2023 Eğitim Vizyonu’nda yer alan eylem adımlarına da değinen Atilla Olçum, şunları söyledi: “Öğretmenlik mesleği uzmanlık programlarının başlatılması, öğretmenlik meslek kanunu, okul yöneticiliğinin profesyonel meslek hâline getirilmesi ve okul yöneticilerinin özlük haklarının iyileştirilmesi, okul bütçe ve bağış sisteminin kurulması, elverişsiz şartlarda görev yapan öğretmen ve yöneticiler için teşvik uygulamasının getirilmesi gibi, eğitimin sorunlarının çözümü noktasında zaman geçirilmeden adım atılmalıdır.”

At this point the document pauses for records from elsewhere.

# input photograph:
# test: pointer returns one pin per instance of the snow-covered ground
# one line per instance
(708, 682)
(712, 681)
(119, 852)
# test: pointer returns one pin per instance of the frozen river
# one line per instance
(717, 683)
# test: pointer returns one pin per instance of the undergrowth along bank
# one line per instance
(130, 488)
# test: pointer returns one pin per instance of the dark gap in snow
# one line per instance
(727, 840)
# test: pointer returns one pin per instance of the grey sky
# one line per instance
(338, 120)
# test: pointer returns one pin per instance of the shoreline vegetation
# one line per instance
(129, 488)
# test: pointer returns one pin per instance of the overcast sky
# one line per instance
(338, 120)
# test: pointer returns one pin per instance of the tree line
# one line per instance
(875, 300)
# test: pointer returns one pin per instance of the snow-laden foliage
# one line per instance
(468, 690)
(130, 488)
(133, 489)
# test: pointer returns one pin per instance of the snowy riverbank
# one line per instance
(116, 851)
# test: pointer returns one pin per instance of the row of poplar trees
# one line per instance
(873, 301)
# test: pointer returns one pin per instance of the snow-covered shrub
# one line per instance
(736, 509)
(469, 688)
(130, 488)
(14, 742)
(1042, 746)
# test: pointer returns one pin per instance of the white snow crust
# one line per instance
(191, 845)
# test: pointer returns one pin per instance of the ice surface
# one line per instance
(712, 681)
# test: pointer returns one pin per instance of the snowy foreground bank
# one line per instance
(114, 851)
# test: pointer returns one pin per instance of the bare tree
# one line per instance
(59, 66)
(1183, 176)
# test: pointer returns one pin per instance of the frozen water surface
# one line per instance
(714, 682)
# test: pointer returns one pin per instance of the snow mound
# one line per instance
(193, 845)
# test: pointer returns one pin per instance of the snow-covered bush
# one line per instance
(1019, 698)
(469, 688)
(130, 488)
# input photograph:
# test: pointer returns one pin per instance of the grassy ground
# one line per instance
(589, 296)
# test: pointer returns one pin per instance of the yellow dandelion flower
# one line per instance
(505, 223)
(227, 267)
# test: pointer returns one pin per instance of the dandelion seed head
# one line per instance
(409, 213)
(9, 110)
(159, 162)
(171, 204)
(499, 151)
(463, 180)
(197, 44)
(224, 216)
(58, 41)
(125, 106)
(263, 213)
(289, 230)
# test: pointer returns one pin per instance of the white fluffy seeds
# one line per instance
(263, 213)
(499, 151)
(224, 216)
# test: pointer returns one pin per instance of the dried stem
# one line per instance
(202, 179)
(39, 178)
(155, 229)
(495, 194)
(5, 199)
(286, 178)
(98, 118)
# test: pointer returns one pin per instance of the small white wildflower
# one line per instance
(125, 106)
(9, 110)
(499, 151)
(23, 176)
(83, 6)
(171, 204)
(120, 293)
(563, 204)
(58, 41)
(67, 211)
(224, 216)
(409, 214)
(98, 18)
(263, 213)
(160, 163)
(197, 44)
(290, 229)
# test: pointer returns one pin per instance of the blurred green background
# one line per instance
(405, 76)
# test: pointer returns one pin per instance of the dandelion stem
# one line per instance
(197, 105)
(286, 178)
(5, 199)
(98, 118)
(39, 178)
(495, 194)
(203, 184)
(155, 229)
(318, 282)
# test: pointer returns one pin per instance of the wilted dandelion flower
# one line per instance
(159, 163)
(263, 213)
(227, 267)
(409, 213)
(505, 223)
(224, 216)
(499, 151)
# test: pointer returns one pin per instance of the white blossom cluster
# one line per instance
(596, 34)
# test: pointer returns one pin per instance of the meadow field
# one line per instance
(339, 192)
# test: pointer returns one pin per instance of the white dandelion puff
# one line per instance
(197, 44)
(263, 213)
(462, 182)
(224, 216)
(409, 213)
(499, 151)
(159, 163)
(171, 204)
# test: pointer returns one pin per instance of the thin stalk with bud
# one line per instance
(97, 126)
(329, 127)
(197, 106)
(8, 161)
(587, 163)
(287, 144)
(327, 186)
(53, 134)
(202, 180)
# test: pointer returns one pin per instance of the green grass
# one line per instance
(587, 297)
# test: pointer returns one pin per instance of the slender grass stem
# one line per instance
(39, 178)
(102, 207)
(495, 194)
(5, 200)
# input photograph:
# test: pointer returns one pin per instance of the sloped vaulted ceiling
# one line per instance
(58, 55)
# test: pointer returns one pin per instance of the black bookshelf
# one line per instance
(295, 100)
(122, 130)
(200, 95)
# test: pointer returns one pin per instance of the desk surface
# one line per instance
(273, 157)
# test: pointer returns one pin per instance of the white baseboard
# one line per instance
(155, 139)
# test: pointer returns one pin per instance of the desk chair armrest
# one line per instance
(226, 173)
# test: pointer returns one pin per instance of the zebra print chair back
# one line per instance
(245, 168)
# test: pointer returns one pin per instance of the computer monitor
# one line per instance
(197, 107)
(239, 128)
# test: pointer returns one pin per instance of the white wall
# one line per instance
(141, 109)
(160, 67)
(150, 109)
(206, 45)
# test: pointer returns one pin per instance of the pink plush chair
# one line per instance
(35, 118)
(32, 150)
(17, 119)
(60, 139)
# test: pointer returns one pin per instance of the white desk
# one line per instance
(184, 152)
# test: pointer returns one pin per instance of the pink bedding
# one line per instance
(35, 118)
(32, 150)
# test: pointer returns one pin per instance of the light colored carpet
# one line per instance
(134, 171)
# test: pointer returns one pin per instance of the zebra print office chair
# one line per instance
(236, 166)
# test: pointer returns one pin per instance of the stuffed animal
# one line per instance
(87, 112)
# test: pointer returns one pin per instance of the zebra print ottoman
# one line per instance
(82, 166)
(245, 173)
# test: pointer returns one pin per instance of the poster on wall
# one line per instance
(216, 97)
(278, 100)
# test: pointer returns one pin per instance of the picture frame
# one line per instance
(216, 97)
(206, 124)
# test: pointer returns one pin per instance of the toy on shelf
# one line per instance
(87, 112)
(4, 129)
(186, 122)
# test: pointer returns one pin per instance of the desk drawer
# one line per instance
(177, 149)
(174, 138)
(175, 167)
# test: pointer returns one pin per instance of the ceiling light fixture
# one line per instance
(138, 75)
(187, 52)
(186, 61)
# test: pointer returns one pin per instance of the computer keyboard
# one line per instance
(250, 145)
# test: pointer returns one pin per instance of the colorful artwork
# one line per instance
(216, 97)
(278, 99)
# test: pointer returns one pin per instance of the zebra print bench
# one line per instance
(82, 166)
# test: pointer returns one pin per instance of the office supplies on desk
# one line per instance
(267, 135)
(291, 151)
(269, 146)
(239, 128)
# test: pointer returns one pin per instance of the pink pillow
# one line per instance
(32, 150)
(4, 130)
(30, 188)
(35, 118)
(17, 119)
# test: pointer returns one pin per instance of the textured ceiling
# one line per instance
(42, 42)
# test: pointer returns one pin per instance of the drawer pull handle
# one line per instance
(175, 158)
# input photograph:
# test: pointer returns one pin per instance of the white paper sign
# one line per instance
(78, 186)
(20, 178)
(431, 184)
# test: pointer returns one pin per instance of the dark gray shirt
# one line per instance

Okul yöneticilerinin artan sorumluluğu dikkate alınarak mali ve sosyal hakları geliştirilmelidir

Eğitim yöneticiliğinin, dünya genelinde profesyonel bir meslek olarak icra edildiğini, ülkemizde okulların ulaştığı hüviyet ve eğitimin ihtiyaçlarının da bunu gerektirdiğini dile getiren Olçum, “Öğretmenlik formasyonu, eğitim yöneticiliği için vazgeçilmezdir, buna ek olarak, yönetici yetiştirilmesi konusunda üzerinde uzlaşmaya varılacak bir öğretim metodolojisi ve model ortaya konulmalıdır. Okul yöneticilerinin artan sorumluluğu dikkate alınarak, yöneticilerin yetki ve sorumlulukları doğrultusunda mali ve sosyal hakları statülerine uygun olarak geliştirilmeli, eğitim yöneticiliğine en iyiler yönlendirilmeli, mesleki güvence sağlanmalı, her boyutuyla cazip hâle getirilmelidir. Okul yöneticiliğinde değişim değil, gelişim esas alınmalıdır” şeklinde konuştu.